Tuesday, February 17, 2015

LITERARY TERMS # 5

Parallelism: The principle in sentence structure that states elements of equal function should have equal form.
Parody:  An imitation of mimicking of a composition or of the style of a well-known artist.
Pathos:  The ability in literature to call forth feelings of pity, compassion, and/or sadness.
Pedantry: A display of learning for its own sake.
Personification: A figure of speech attributing human qualities to inanimate objects or  abstract ideas.
Plot: A plan or scheme to accomplish a purpose.
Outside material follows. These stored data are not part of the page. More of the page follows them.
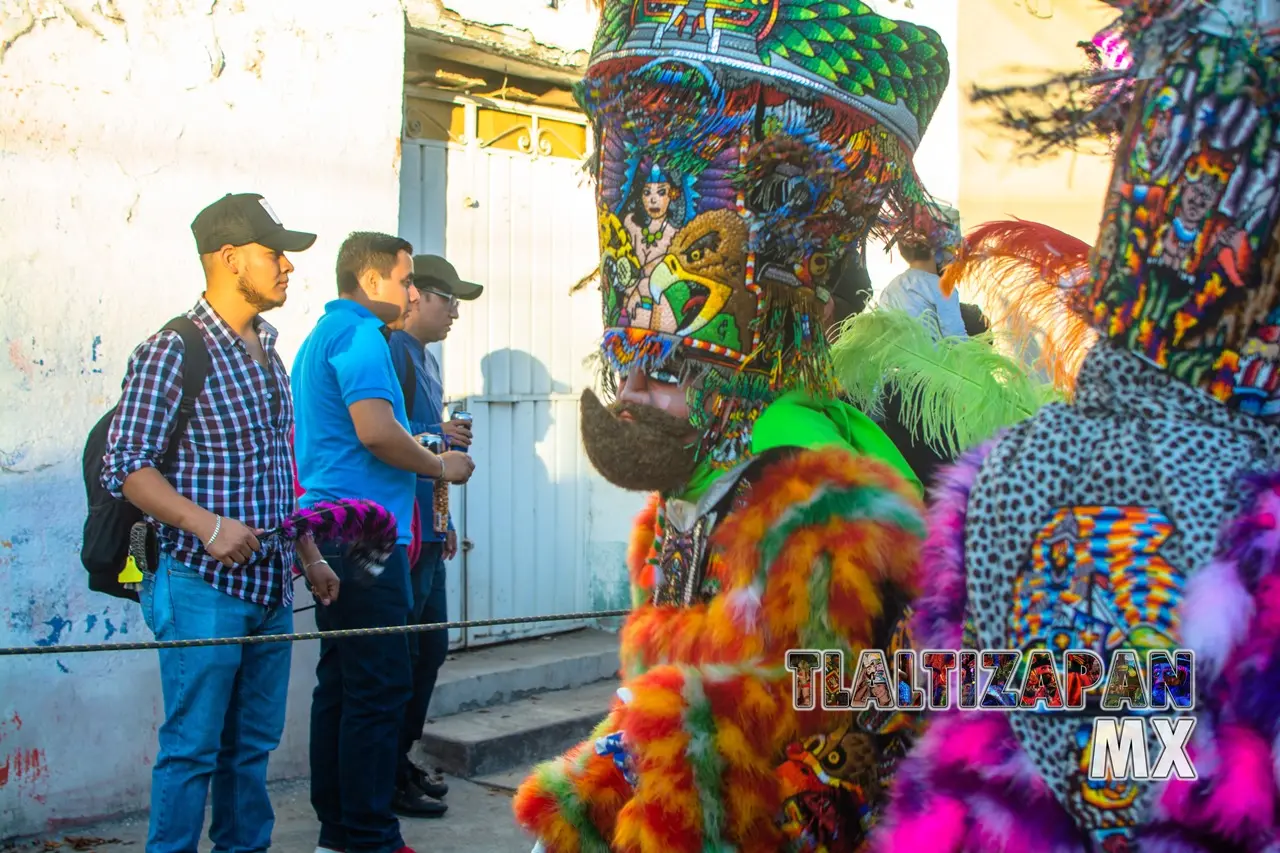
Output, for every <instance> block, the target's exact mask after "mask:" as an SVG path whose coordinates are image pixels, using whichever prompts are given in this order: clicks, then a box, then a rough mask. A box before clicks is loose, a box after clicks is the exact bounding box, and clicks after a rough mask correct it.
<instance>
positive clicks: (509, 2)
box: [436, 0, 600, 53]
mask: <svg viewBox="0 0 1280 853" xmlns="http://www.w3.org/2000/svg"><path fill="white" fill-rule="evenodd" d="M436 1H438V3H440V4H442V5H443V6H444V8H445V9H448V10H449V12H456V13H457V14H460V15H462V17H463V18H466V19H467V20H474V22H476V23H483V24H488V26H490V27H502V26H507V27H512V28H516V29H527V31H529V32H530V33H531V35H532V36H534V38H535V40H536V41H538V42H540V44H543V45H547V46H548V47H559V49H561V50H566V51H570V53H572V51H575V50H590V49H591V41H593V40H594V37H595V26H596V23H598V22H599V19H600V13H599V12H598V10H596V9H594V8H593V5H591V0H559V3H558V4H557V8H556V9H552V8H550V6H549V5H548V4H547V0H436Z"/></svg>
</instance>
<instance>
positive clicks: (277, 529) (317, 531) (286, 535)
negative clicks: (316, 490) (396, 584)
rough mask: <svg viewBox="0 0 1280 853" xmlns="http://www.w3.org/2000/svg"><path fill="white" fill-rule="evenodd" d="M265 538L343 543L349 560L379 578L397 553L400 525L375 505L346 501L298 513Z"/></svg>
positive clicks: (340, 500) (376, 503) (299, 510)
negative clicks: (346, 547)
mask: <svg viewBox="0 0 1280 853" xmlns="http://www.w3.org/2000/svg"><path fill="white" fill-rule="evenodd" d="M264 535H265V537H273V535H275V537H282V538H285V539H300V538H302V537H307V535H310V537H311V538H312V539H315V540H316V542H325V540H329V542H334V540H337V542H340V543H343V544H344V546H347V547H348V548H349V551H348V555H347V557H348V560H351V562H352V564H353V565H355V566H356V567H357V569H360V570H364V571H367V573H369V574H370V575H372V576H375V578H376V576H378V575H380V574H383V567H384V566H385V565H387V558H388V557H390V555H392V551H394V549H396V538H397V524H396V516H394V515H393V514H392V512H389V511H387V510H385V508H383V507H381V506H379V505H378V503H374V502H372V501H365V500H360V498H344V500H340V501H320V502H319V503H315V505H314V506H310V507H306V508H303V510H298V511H297V512H294V514H293V515H291V516H289V517H288V519H285V520H284V521H283V523H282V524H280V526H278V528H273V529H271V530H268V532H266V533H265V534H264Z"/></svg>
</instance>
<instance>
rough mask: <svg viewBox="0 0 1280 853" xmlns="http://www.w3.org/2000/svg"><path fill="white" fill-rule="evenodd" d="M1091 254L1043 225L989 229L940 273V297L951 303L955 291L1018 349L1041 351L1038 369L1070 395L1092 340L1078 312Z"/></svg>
mask: <svg viewBox="0 0 1280 853" xmlns="http://www.w3.org/2000/svg"><path fill="white" fill-rule="evenodd" d="M1091 251H1092V250H1091V248H1089V245H1088V243H1085V242H1084V241H1082V240H1079V238H1076V237H1073V236H1070V234H1068V233H1065V232H1061V231H1059V229H1056V228H1051V227H1048V225H1043V224H1041V223H1034V222H1025V220H1021V219H1014V220H1010V222H988V223H984V224H982V225H979V227H978V228H974V229H973V231H972V232H969V234H968V236H966V237H965V245H964V248H963V250H961V252H960V254H959V255H957V256H956V260H955V263H952V264H951V265H948V266H947V269H946V270H945V272H943V274H942V280H941V288H942V293H943V295H946V296H950V295H951V292H952V291H954V289H955V288H956V286H957V284H959V286H960V289H961V291H963V292H964V295H965V298H966V300H968V301H975V302H978V304H979V305H982V307H983V310H984V311H986V314H987V319H988V321H989V323H991V327H992V328H993V329H1001V330H1004V332H1006V333H1007V334H1010V336H1012V338H1014V342H1015V346H1016V347H1018V348H1019V350H1021V351H1029V350H1032V348H1033V347H1038V348H1039V356H1038V357H1037V360H1036V364H1037V365H1038V366H1041V368H1043V369H1044V370H1046V371H1047V373H1048V374H1050V377H1051V378H1052V382H1053V384H1055V386H1056V387H1057V388H1059V389H1060V391H1062V392H1070V391H1071V388H1074V386H1075V374H1076V373H1078V371H1079V369H1080V361H1083V359H1084V356H1085V355H1087V353H1088V351H1089V348H1091V347H1092V346H1093V343H1094V342H1096V341H1097V333H1096V332H1094V330H1093V328H1092V327H1091V325H1089V323H1088V319H1087V318H1085V316H1084V314H1083V313H1082V306H1083V296H1084V292H1083V289H1082V288H1085V287H1088V284H1089V254H1091ZM1037 338H1041V339H1037Z"/></svg>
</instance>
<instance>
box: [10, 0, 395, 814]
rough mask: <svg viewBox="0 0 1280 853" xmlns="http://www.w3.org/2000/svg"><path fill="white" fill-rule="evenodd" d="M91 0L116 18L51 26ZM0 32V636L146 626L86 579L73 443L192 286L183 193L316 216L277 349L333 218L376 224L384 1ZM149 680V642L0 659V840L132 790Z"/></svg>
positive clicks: (38, 5) (148, 1)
Poignant: Eliciting sorrow or sentiment.
Point of View: The attitude unifying any oral or written argumentation; in description, the physical point from which the observer views what he is describing.
Postmodernism: Literature characterized by experimentation, irony, nontraditional forms, multiple meanings, playfulness and a blurred boundary between real and imaginary.
Prose: The ordinary form of spoken and written language; language that does not have a regular rhyme pattern.
Protagonist: The central character in a work of fiction; opposes antagonist.
Pun: Play on words; the humorous use of a word emphasizing different meanings or applications.
Purpose: The intended result wished by an author.
Realism: Writing about the ordinary aspects of life in a straightforward manner to reflect life as it actually is.
Refrain: A phrase or verse recurring at intervals in a poem or song; chorus.
Requiem: Any chant, dirge, hymn, or musical service for the dead.
Resolution: Point in a literary work at which the chief dramatic complication is worked out; denouement.
Restatement: Idea repeated for emphasis.
Rhetoric: Use of language, both written and verbal in order to persuade.
Rhetorical Question: Question suggesting its own answer or not requiring an answer; used in argument or persuasion.
Rising Action: Plot build up, caused by conflict and complications, advancement towards climax.
Romanticism: Movement in western culture beginning in the eighteenth and peaking in the nineteenth century as a revolt against Classicism; imagination was valued over reason and fact.
Satire: Ridicules or condemns the weakness and wrong doings of individuals, groups, institutions, or humanity in general.
Scansion: The analysis of verse in terms of meter.
Setting: The time and place in which events in a short story, novel, play, or narrative poem occur.